Abstract

Abstract Aims A discharge summary is a permanent record of a patient’s hospital visit and the primary means of handover between care providers. Studies show they often lack precision and omit important information. This may compromise quality and continuity of care yet they are frequently written by the most junior clinicians on a ward with little guidance or formal education on how to write one. The aim of this study was to develop some specific guidelines to improve the quality of discharge summaries in a busy neurosurgical unit. Methods A survey was designed to identify the challenges faced by junior medical staff in writing discharge summaries. The essential components of a good neurosurgical discharge summary were identified by group of senior neurosurgeons. Summaries were retrospectively audited against these components. We then designed a simple visual aid and placed it above computer stations in the junior doctors’ offices. Formal departmental teaching session followed. After three months we re-audited the discharge summaries retrospectively to measure any effect of our intervention.
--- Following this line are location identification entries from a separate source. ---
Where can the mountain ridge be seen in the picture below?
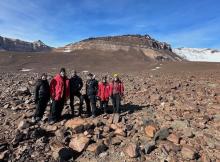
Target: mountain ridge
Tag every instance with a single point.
(198, 54)
(17, 45)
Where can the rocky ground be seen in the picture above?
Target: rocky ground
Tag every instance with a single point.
(170, 116)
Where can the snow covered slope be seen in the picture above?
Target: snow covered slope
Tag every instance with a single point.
(198, 54)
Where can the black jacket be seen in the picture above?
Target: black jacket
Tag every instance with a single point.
(91, 87)
(42, 90)
(76, 84)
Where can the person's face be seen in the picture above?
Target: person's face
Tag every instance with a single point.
(44, 77)
(89, 77)
(74, 73)
(62, 74)
(104, 80)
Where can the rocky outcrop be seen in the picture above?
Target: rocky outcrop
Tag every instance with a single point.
(198, 54)
(150, 47)
(8, 44)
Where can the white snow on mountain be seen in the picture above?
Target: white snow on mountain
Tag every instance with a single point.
(198, 54)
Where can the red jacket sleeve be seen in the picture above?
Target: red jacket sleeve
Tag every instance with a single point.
(122, 89)
(110, 89)
(99, 90)
(67, 88)
(52, 88)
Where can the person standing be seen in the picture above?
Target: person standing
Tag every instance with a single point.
(59, 89)
(117, 93)
(41, 97)
(76, 85)
(104, 94)
(91, 92)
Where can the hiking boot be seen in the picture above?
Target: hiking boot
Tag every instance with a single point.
(52, 122)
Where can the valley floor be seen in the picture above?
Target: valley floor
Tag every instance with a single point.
(171, 112)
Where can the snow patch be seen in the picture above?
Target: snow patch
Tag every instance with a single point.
(198, 54)
(25, 70)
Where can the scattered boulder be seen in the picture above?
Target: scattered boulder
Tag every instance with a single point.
(132, 150)
(174, 138)
(149, 147)
(78, 125)
(189, 153)
(79, 143)
(150, 130)
(162, 134)
(23, 124)
(97, 148)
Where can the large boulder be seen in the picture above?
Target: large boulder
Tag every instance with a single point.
(79, 143)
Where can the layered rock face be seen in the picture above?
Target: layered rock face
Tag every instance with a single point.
(8, 44)
(150, 47)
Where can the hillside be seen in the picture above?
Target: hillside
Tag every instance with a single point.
(198, 54)
(149, 47)
(16, 45)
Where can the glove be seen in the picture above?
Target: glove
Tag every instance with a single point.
(35, 101)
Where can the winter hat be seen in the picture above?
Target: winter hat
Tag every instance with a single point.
(62, 70)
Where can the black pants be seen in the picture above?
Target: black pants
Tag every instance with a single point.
(116, 102)
(90, 104)
(56, 110)
(40, 108)
(104, 105)
(79, 95)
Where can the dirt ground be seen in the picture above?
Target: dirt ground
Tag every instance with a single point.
(170, 111)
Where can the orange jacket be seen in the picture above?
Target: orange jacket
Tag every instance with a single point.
(117, 87)
(57, 87)
(104, 91)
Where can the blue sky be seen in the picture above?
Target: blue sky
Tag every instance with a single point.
(182, 23)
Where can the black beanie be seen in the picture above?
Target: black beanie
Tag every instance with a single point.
(62, 70)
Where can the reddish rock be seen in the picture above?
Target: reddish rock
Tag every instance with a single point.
(97, 148)
(205, 158)
(174, 138)
(77, 125)
(150, 130)
(120, 132)
(131, 150)
(188, 152)
(79, 143)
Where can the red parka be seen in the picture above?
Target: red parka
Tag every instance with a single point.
(57, 87)
(104, 91)
(117, 87)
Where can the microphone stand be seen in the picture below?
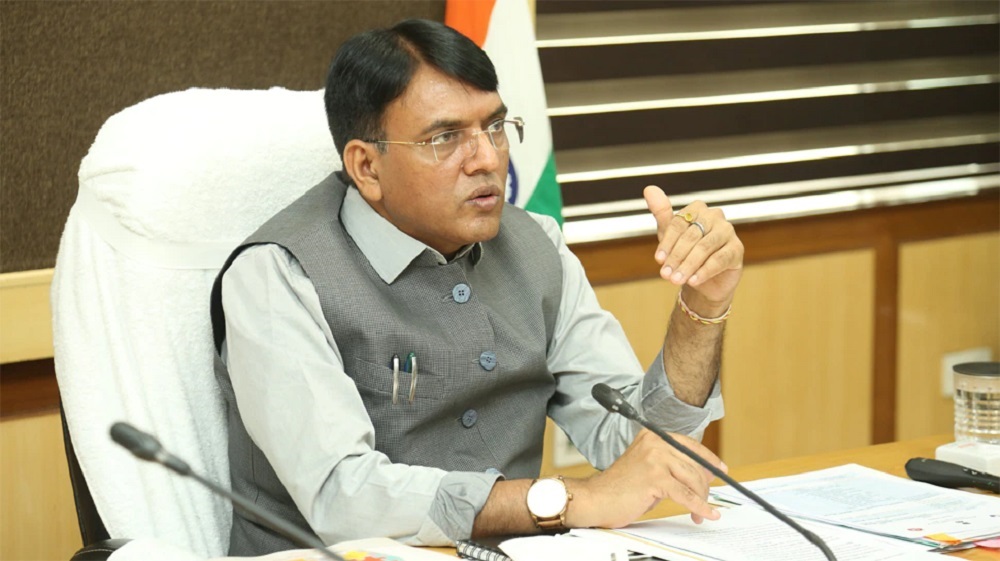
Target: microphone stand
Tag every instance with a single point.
(612, 400)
Results Half of the neurosurgical team rated summaries as below expectations. Challenges included poor ward round documentation and a lack of clear expectations regarding structure and essential components. After the intervention, ward round documentation and discharge summary quality improved dramatically. Conclusions Although various recommendations about writing good discharge summaries exist, they are generally vague and not specific to neurosurgical practice. The development of a simple specialty specific discharge summary guide can improve discharge summary quality and should be encouraged in all specialties.